Aquele sapo teve a grande sorte de encontrar, em seu caminho de

dores, alguém daquela estirpe.

Aconteceu num dia em que estávamos brincando, eu e minha amiga

de infância, a Angelina, e encontramos, por acaso, um sapo dentro de um barreiro – um

buraco de onde se tirava barro para serviços de alvenaria na casa onde ela morava que

era a casa dos seus avós, eu imagino, já que a terra em volta era dos mesmos.

O sapo estava muito doente. Alguém havia jogado água de sal no seu

lombo, e ele estava coberto de tapurus, os quais lhe teriam sido depositados pelas

moscas, e que lhes roíam as carnes que iam apodrecendo pouco a pouco. Angelina não

contou estórias! Pegou o sapo e o levou para casa, escondendo-o da sua mãe, que

poderia ter sido a própria autora daquela maldade, e cuidou do bicho até vê-lo são.

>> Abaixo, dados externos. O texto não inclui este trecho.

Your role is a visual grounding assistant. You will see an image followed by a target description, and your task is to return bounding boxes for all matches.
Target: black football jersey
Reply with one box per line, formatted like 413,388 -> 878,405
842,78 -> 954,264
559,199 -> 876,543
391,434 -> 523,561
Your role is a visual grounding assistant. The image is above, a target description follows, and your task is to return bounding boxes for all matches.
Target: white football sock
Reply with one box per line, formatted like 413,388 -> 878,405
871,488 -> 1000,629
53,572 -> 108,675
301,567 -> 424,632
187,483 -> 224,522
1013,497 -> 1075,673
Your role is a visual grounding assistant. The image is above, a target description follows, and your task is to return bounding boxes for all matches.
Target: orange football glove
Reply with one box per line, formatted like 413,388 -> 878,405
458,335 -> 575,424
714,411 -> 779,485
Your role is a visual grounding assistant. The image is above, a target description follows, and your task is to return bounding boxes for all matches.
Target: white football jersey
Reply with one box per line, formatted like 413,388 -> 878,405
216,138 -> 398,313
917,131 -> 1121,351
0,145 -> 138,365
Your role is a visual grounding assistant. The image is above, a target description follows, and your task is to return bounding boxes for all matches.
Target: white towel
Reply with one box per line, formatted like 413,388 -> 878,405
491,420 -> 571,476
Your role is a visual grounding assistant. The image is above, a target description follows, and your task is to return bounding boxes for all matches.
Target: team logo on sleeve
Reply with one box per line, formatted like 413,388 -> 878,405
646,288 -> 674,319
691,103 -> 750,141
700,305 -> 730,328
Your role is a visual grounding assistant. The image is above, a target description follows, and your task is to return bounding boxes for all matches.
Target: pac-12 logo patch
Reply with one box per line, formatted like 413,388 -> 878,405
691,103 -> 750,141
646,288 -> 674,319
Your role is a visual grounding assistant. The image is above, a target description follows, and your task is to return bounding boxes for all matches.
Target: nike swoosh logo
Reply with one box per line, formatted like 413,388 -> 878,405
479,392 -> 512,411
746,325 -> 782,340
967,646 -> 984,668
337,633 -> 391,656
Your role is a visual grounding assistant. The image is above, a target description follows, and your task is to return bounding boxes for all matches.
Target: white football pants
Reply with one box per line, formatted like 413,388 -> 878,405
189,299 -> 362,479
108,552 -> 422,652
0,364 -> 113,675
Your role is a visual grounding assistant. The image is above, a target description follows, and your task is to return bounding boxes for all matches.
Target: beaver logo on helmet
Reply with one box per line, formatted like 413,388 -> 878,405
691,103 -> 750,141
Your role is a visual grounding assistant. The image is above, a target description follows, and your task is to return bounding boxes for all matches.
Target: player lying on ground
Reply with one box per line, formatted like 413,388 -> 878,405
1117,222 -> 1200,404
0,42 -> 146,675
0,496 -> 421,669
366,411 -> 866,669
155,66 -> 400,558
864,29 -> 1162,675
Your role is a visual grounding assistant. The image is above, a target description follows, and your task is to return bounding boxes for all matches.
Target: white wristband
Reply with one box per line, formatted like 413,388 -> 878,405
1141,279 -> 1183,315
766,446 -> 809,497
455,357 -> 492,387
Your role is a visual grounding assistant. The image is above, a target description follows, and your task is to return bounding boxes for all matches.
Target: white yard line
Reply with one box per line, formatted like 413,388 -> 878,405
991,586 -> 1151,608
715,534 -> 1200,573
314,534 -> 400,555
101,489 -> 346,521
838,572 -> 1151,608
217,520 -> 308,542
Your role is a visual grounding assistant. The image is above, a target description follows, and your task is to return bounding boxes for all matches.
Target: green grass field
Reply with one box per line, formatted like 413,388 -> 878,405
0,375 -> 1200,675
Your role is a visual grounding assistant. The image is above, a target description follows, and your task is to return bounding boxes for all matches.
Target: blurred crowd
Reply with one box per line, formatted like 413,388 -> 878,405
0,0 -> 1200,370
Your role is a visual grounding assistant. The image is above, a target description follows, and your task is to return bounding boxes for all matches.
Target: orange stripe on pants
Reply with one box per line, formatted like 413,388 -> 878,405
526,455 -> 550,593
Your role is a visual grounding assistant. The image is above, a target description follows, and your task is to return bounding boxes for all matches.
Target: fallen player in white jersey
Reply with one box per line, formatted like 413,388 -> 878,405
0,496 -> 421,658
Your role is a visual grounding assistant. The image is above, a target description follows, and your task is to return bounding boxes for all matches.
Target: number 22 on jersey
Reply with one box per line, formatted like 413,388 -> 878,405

Este foi o maior exemplo de bondade que eu tive até hoje. E foi

praticado por uma menina a quem o povo da vizinhança considerava má, já que a

mesma era muito “malcriada”, segundo diziam aqueles que julgam sem conhecer a

verdade de cada um.

E não só isso me levava a admirar aquela menina, mas, também, a sua

capacidade de aprendizado e o seu capricho em tudo que fazia.

Quando brincávamos de boneca, era ela quem costurava as roupas das

suas e das minhas. Fazia vestidos perfeitos. Bem costurados (à mão), e sempre

acompanhando a moda. Lembro-me de um modelo de época que fez para uma das

minhas bruxas de pano, era o “mil e uma noites” - o godê (saia rodada sem costuras),

com um babado pregado na mesma e enfeitado com um debrum enviesado e largo, que

acabava com um laço bem feito!... Do lado esquerdo. Era lindo!!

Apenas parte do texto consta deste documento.